Michael Collins to film, który w niezapomniany sposób przybliża postać jednego z najważniejszych bohaterów irlandzkiej walki o niepodległość. Reżyser Neil Jordan stworzył epicką opowieść, która łączy w sobie elementy dramatu historycznego i biograficznego.
Liam Neeson w roli tytułowego bohatera jest absolutnie magnetyczny. Jego kreacja Michaela Collinsa, człowieka charyzmatycznego i pełnego pasji, jest na tyle przekonująca, że trudno oderwać od niego wzrok. Neeson ukazuje zarówno siłę, jak i słabości Collinsa, co czyni jego postać niezwykle ludzką i autentyczną.
Aidan Quinn jako Harry Boland oraz Julia Roberts jako Kitty Kiernan doskonale dopełniają główną obsadę. Quinn wnosi do filmu energię i oddanie sprawie, natomiast Roberts dodaje nieco romantyzmu i emocjonalnej głębi. Relacje między tymi trzema postaciami są skomplikowane i pełne napięcia, co dodaje filmowi dodatkowej warstwy dramatyzmu.

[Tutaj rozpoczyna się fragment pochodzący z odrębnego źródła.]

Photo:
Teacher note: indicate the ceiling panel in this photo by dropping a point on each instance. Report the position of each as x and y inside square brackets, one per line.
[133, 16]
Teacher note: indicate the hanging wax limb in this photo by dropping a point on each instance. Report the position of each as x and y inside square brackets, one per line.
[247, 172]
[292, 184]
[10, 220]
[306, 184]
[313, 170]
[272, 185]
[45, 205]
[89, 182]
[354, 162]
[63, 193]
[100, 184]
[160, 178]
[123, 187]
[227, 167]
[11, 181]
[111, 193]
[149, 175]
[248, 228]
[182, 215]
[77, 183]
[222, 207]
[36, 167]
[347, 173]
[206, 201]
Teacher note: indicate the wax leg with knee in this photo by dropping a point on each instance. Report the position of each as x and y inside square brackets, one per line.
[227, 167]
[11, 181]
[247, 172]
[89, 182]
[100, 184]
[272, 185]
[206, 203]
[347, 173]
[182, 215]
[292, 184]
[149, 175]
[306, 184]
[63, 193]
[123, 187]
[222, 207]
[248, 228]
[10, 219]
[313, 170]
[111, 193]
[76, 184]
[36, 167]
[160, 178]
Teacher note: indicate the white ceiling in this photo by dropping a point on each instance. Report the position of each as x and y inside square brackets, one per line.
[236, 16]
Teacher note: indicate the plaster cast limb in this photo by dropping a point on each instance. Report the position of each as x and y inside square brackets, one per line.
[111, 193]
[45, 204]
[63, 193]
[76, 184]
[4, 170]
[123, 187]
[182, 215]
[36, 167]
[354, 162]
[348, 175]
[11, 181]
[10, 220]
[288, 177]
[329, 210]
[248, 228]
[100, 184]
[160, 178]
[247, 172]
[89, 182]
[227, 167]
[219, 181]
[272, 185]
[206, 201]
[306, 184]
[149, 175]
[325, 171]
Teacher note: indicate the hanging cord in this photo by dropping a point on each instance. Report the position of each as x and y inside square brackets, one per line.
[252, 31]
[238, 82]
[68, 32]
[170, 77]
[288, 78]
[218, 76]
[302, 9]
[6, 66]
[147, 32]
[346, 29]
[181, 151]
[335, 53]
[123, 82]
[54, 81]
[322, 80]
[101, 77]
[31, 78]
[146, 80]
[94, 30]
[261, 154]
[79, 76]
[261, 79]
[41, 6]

Scenariusz Jordana jest dobrze skonstruowany, choć momentami może wydawać się nieco przegadany. Film jednak rekompensuje to wizualnymi walorami – sceny akcji są dynamiczne i realistyczne, a piękne irlandzkie krajobrazy stanowią znakomite tło dla rozgrywających się wydarzeń.
Michael Collins to film o wielkiej odwadze i poświęceniu, ale również o trudnych wyborach moralnych. To opowieść o człowieku, który był gotów zaryzykować wszystko dla wolności swojego kraju. Dla miłośników historii oraz kina biograficznego jest to pozycja obowiązkowa.